President Bush (news - web sites) declared a major disaster area in Florida, making federal money available to Charlotte, Lee, Manatee and Sarasota counties. One million customers were reported without power statewide, including all of Hardee County and Punta Gorda.
The Category 4 storm was stronger than expected when the eye reached the mainland at Charlotte Harbor, pummeling the coast with winds reaching 145 mph and a surge of sea water of 13 to 15 feet.
Charley was forecast to spread sustained winds of about 40 mph to 60 mph across inland portions of eastern North Carolina and to dump 3 to 6 inches of rain beginning Saturday morning, forecasters said. Gov.
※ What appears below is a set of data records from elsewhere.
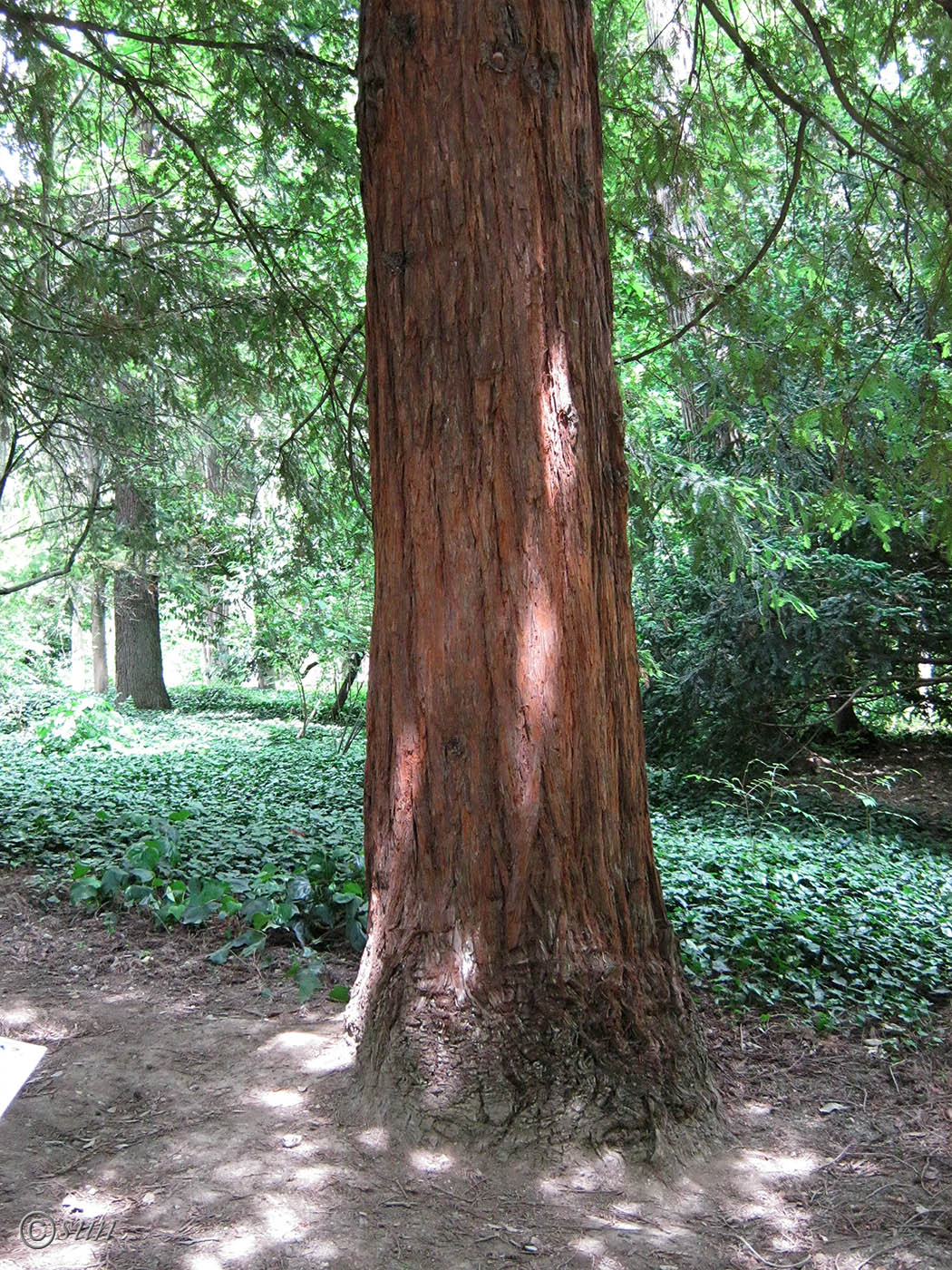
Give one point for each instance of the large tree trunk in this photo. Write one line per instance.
(139, 650)
(101, 669)
(520, 977)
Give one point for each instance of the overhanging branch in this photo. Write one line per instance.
(748, 269)
(275, 47)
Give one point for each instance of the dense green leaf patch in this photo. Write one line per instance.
(847, 927)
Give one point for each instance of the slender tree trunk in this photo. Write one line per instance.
(139, 650)
(522, 977)
(843, 717)
(353, 669)
(101, 669)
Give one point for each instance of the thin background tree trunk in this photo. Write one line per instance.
(522, 977)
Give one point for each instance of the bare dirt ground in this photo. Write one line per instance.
(909, 780)
(190, 1113)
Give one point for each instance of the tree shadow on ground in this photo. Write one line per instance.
(194, 1115)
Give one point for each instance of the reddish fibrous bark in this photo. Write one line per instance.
(520, 975)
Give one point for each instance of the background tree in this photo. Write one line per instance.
(520, 973)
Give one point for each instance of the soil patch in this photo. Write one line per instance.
(189, 1113)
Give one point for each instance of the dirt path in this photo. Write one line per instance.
(189, 1113)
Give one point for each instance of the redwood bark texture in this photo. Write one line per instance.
(520, 980)
(139, 650)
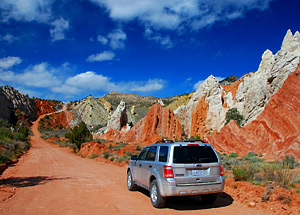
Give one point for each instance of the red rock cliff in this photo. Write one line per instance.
(159, 123)
(276, 131)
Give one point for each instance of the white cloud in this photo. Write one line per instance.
(171, 14)
(40, 75)
(8, 38)
(198, 84)
(60, 27)
(150, 85)
(165, 42)
(92, 81)
(66, 89)
(26, 10)
(117, 39)
(9, 62)
(103, 56)
(102, 39)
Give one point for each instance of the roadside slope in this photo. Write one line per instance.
(50, 180)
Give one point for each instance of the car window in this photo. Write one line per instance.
(143, 154)
(163, 153)
(194, 154)
(151, 154)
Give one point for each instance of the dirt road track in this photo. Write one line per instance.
(50, 180)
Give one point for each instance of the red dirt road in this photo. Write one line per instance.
(50, 180)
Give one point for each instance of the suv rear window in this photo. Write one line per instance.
(194, 154)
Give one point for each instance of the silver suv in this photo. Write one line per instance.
(177, 169)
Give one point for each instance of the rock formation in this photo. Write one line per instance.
(91, 112)
(274, 133)
(159, 123)
(249, 95)
(11, 101)
(119, 118)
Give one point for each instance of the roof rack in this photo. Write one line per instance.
(165, 141)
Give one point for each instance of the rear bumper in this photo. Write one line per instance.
(170, 188)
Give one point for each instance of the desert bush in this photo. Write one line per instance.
(125, 158)
(80, 134)
(243, 172)
(119, 146)
(93, 156)
(283, 177)
(138, 148)
(233, 155)
(106, 154)
(234, 114)
(289, 162)
(268, 171)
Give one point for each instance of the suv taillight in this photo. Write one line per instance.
(168, 172)
(221, 170)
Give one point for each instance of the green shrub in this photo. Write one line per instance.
(243, 172)
(289, 162)
(106, 154)
(138, 148)
(93, 156)
(233, 155)
(234, 114)
(125, 158)
(80, 134)
(283, 177)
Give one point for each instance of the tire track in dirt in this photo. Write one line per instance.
(50, 180)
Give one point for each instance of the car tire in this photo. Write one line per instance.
(209, 199)
(130, 182)
(156, 199)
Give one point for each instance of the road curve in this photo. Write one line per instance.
(51, 180)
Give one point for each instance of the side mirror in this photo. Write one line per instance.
(133, 157)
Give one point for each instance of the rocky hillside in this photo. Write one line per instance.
(15, 104)
(274, 133)
(92, 112)
(205, 113)
(159, 123)
(267, 99)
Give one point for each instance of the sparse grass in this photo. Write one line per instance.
(243, 172)
(254, 169)
(14, 141)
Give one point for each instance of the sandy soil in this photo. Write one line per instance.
(51, 180)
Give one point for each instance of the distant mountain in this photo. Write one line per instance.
(17, 106)
(268, 100)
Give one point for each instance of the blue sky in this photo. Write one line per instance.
(69, 49)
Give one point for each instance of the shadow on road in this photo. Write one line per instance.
(28, 181)
(193, 203)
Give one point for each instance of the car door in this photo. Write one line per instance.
(147, 165)
(137, 166)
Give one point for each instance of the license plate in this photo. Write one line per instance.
(198, 172)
Mike Easley declared a state of emergency.
In South Carolina, roads clogged Friday night as tourists and residents of the state's Grand Strand beaches and high-dollar homes and hotels heeded a mandatory evacuation order. Gov. Mark Sanford had urged voluntary evacuation earlier Friday.
At Charlotte Regional Medical Center in Punta Gorda, 40 people sought treatment for storm injuries. The hospital was so badly damaged that patients were transferred to other hospitals.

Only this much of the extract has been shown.